De El festín del amor de Charles Baxter, p.40-41
Amar a los hombres siempre me
pareció un reto. Al principio pensaba
que debía hacerlo, que no había alternativa. Pensaba que era imposible amarlos
en general; no debería decir esto. Pero, en fin, míralos. Si eres un hombre es
probable que no comprendas cómo son. Es
sorprendente que una mujer pueda estar casada con uno de ellos. Casi todos los
que conozco son autoritarios, o pasivos y obsesivos, y cuando pasan de los
veinticinco años, más o menos, dejan de ser guapos. A los que son de buen ver
les contrata la industria fotogénica. En la mayoría de los casos que conozco,
la belleza no figura en el número que interpretan. Así que hay que tacharla
inmediatamente de la lista de culpables. Y queda su conducta.
Se enfurruñan, muchísimos
hombres. Los que yo conozco son rencorosos y se ponen violentos casi por gusto.
¿Se ha fijado? Pregunte por ahí. Como sexo, siempre están –usted también-
tramando algo, o por lo menos parece que traman, porque nunca se sabe lo que
están pensando. Lo se por experiencia. Se pasan los días sentados y rumian. Después
de rumiar, el potencial de fuego. Bueno, ya sé que estoy generalizando, pero me
da igual, porque es mi modo de verlo y
no necesito demostrarlo, lo cual es emocionante.

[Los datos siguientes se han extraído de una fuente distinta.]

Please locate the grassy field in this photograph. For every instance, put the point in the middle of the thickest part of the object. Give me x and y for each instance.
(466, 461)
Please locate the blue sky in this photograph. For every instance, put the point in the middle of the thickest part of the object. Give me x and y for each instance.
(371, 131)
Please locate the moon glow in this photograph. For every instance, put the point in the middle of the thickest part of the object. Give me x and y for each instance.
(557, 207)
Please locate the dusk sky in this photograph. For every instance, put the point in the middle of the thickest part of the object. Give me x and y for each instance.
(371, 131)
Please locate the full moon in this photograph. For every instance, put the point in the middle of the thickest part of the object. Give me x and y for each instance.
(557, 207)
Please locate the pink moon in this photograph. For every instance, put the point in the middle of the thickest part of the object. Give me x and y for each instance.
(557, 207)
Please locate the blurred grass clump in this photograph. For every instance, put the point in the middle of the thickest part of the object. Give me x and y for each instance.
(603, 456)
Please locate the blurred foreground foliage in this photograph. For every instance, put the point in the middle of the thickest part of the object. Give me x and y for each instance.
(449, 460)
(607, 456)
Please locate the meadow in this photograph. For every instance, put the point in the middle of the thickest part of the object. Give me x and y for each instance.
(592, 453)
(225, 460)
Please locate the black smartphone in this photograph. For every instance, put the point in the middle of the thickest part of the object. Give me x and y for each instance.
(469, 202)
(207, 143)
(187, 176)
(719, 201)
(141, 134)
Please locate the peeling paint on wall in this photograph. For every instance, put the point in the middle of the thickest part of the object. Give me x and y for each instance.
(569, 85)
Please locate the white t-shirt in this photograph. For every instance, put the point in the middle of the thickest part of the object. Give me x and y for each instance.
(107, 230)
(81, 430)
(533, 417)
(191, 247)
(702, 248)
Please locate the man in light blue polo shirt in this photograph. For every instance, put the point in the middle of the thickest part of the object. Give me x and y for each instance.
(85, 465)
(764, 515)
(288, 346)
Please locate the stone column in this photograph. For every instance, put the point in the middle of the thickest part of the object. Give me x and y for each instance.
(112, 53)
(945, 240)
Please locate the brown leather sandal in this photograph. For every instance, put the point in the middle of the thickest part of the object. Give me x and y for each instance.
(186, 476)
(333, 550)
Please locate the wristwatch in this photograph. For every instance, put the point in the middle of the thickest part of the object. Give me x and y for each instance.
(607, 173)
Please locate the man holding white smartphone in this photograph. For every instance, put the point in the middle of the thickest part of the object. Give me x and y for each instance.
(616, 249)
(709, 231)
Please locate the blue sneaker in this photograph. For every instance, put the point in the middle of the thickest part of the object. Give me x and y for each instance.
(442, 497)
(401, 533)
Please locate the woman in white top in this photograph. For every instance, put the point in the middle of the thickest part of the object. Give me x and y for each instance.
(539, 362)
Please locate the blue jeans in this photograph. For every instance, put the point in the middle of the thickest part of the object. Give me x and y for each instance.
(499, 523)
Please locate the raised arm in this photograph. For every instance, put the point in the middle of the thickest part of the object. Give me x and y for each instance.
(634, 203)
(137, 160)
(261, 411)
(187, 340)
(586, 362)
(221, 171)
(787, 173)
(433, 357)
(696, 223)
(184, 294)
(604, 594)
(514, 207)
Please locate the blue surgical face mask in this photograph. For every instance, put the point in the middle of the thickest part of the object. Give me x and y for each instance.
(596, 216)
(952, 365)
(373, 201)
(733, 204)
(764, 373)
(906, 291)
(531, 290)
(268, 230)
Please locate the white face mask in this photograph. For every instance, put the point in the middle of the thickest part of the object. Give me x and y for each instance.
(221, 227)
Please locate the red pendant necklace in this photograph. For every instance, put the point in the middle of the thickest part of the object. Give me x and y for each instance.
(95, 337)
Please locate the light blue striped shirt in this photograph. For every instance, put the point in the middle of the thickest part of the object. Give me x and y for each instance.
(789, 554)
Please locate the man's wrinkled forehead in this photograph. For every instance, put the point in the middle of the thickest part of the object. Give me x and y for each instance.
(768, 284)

Diré que una de las cosas que me
gustan de los hombres es que normalmente saben cómo funcionan los pequeños chismes.
Son buenos arreglando esto y aquello. Pero esa habilidad no conduce a la pasión
sino sólo a un empleo retribuido. Claro que aquí sólo estoy hablando del historial
de los hombres que he llegado a conocer en mi corta vida. Pero una muestra es
una muestra, y le estoy describiendo a usted lo que he observado. Te atrapan
con menudencias. Tienen su pequeño repertorio de mañas.